Un artículo de Eduard Terrades || 06 / 9 / 2010
Pantalla Invisible

Obra capitular del realizador francés Jean-Pierre Limosin, este fresco independiente de una ciudad fascinante como es Tôkyô se empapa de música tecno para focalizar su mirada en la vida de dos jóvenes que desean amarse sin demasiadas expectativas de futuro.

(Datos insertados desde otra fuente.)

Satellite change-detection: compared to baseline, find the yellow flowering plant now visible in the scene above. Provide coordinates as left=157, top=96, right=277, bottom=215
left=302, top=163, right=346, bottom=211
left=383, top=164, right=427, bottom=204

Hinano (Hinano Yoshikawa) es una joven de 17 años que vive con su hermano policía, obsesionado por un candidato a asesino en serie a quién sigue la pista desesperadamente. El aspirante en cuestión se dedica a escoger al azar a personas que, según su criterio, no merecen vivir, a las que dispara con una pistola trucada. Nunca las hiere físicamente, pero si mentalmente, ya que su único propósito es captar el miedo en su rostro facial y que aprendan a vivir decentemente. Para esconder su apariencia se coloca unas gafas de culo de vaso que le deforman la mirada y el punto de vista del disparo en sí. Hinano conocer a un chico misterioso que se apoda como K (Shinji Takeda) y que se dedica a registrar con su mini-camera a todas las personas con las que se cruza. Poco a poco la pasión se irá apoderando de ellos, pero Hinano no es tonta y sabe que delante de sus narices se encuentra con el sociopata que persigue su hermano.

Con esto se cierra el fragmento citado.